The Centers for Medicare & Medicaid Services (CMS) approved a waiver that the state Health and Human Services Commission (HHSC) says allows Texas "to expand Medicaid managed care while preserving hospital funding, provides incentive payments for health care improvements, and directs more funding to hospitals that serve large numbers of uninsured patients." The waiver means Texas will continue receiving federal funds while expanding Medicaid managed care.
Texas Health and Human Services Executive Commissioner Tom Suehs said the waiver "will allow us to replace an archaic federal [hospital] Medicaid funding system with one built around local solutions that rewards hospitals for patient care and innovation. These reforms will allow us to ensure the best, most efficient use of Medicaid funding and improve services for Texans."
An HHSC news release said Gov. Rick Perry and the legislature directed HHSC to apply for the waiver "to identify innovative, state-based solutions to Texas' health care needs. Under the waiver, communities and hospitals will form regional health partnerships that support more localized health care solutions. The partnerships will identify ways to improve health services that address the specific needs of their region in order to qualify for incentive payments. These projects will be monitored and measured to ensure the funding is used efficiently and effectively."
Projects that might be funded under the waiver include initiatives to expand availability of primary and specialty physician services, implement the medical home model, reduce inappropriate use of emergency centers, and improve care for diabetics.
HHSC has said it expects hospital districts to work with county medical societies to develop regional plans. In October, TMA President C. Bruce Malone, MD, and John Holcomb, MD, chair of TMA's Select Committee on Medicaid, CHIP, and the Uninsured, wrote HHSC officials to urge them to involve physicians in the process. They said the success of the regional partnerships "will depend on collaboration and cooperation with local physicians and other stakeholders."
The state's Medicaid managed care program pays health plans a monthly fee to cover treatment of patients on Medicaid. Federal rules generally mean that states that expand managed care see a reduction in funding to hospitals under the Medicaid Upper Payment Limit program.

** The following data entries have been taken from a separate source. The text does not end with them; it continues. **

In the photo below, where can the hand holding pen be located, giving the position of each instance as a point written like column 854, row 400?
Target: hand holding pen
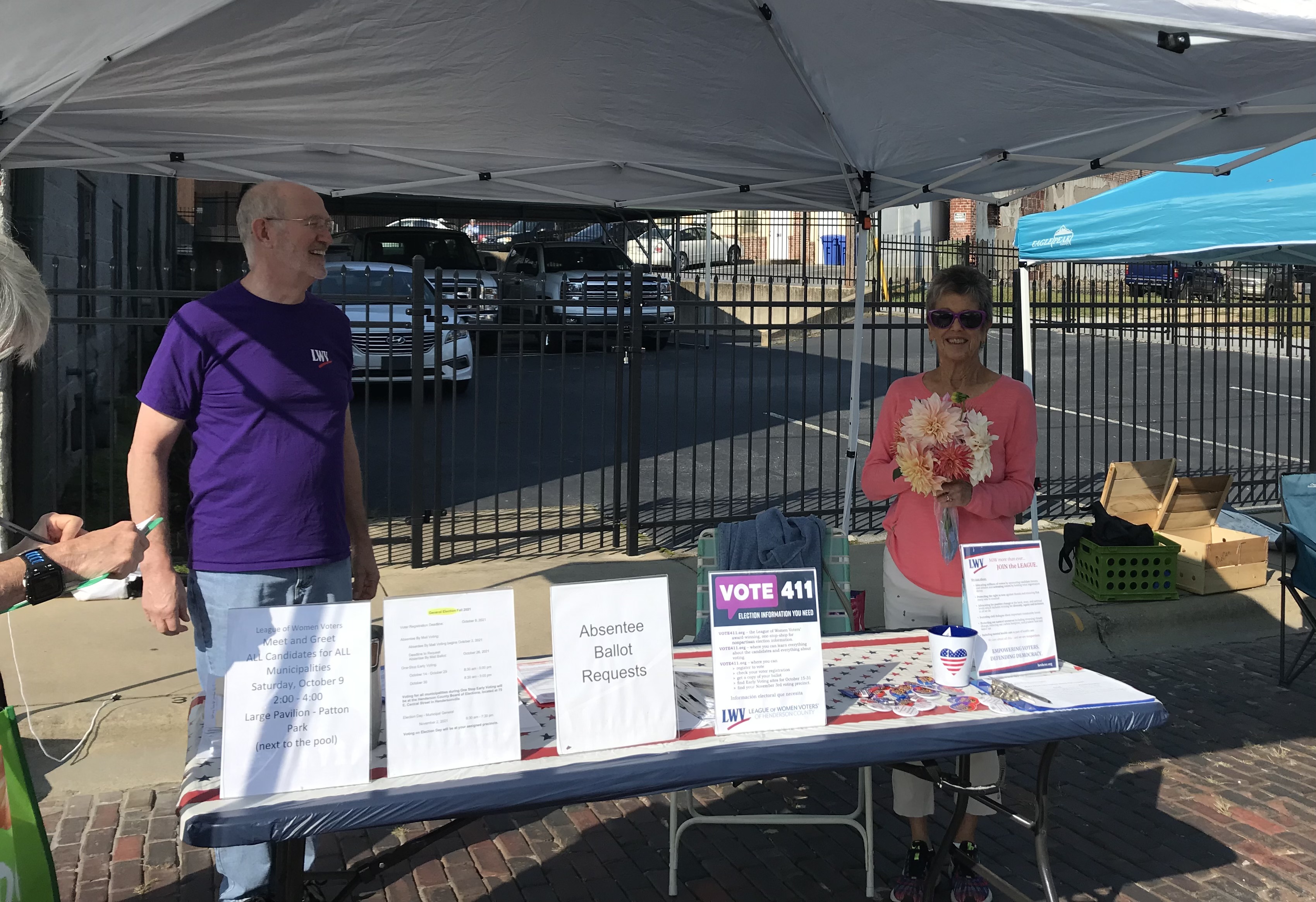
column 115, row 551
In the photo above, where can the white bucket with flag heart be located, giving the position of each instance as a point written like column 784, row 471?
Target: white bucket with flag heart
column 952, row 650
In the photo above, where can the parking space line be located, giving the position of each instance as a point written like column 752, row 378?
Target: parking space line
column 1277, row 394
column 820, row 429
column 1163, row 432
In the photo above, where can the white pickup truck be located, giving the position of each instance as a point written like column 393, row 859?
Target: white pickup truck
column 581, row 284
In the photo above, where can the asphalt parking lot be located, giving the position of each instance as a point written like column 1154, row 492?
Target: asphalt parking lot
column 730, row 426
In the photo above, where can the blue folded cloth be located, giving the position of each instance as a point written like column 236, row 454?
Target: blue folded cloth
column 770, row 542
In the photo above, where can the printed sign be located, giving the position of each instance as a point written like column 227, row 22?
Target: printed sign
column 1008, row 604
column 297, row 700
column 452, row 681
column 768, row 651
column 612, row 664
column 27, row 869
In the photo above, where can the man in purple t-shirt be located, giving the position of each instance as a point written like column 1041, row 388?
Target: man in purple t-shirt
column 260, row 374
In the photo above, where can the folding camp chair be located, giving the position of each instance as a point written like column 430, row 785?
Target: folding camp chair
column 1298, row 494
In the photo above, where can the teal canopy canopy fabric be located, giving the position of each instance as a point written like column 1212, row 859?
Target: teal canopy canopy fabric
column 1263, row 212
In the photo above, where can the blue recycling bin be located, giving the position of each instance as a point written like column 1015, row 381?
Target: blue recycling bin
column 833, row 251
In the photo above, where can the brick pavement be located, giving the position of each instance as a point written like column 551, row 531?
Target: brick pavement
column 1218, row 805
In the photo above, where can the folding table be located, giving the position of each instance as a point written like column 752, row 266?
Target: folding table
column 855, row 737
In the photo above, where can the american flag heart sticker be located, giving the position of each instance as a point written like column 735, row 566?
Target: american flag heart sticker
column 955, row 659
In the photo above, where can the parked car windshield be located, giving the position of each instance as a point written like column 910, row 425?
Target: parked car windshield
column 380, row 282
column 584, row 258
column 448, row 251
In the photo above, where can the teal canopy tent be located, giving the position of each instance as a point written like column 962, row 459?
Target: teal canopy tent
column 1264, row 212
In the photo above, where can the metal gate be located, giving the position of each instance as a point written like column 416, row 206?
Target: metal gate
column 625, row 431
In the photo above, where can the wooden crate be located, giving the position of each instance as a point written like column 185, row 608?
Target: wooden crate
column 1136, row 489
column 1211, row 558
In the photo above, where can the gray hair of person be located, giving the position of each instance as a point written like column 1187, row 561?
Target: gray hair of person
column 264, row 201
column 24, row 306
column 961, row 280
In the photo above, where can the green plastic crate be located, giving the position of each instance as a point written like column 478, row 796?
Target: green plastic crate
column 836, row 581
column 1144, row 573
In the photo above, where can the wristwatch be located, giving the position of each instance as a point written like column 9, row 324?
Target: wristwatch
column 44, row 578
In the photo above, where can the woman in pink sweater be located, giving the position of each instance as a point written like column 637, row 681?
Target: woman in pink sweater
column 920, row 588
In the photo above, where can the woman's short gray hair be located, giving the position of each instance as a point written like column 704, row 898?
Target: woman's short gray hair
column 24, row 306
column 961, row 280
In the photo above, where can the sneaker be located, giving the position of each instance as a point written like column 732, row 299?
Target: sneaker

Without the waiver, safety net hospitals in the state would have lost about $3 billion a year in supplemental funding.
HHSC says hospitals with uninsured patients "will continue to receive funding to care for them, as well as physician, clinic, and other services, and traditional inpatient costs. The waiver does not change who is eligible to get Medicaid or the services they can receive."
Family Planning Feud
CMS did not approve the state's Women's Health Waiver request, thus Texas cannot prohibit Medicaid recipients from receiving care at family planning clinics that perform abortions. The government said federal law does not permit such a restriction.
That prompted Governor Perry to say, "The Obama Administration is playing politics by holding women's health care hostage because of Texas' pro-life policies, sacrificing the health of millions of Texas women in the name of their pro-abortion agenda."
Other Services Expanded
Medicaid also announced:
- Tobacco cessation counseling will become a Medicaid benefit for pregnant women between ages 10 and 55 on Jan. 1.
- Starting March 1, physicians will have the option to submit electronic claims to the Texas Medicaid & Healthcare Partnership for services to Medicaid clients whose benefits are administered by a Medicaid managed care organization. This means physicians will be able to submit all their Medicaid claims – fee-for-service and HMO claims – to a single entity rather than to multiple ones. TMA lobbied for the change during the legislative session as a way to reduce the administrative complexity and cost of the Medicaid program.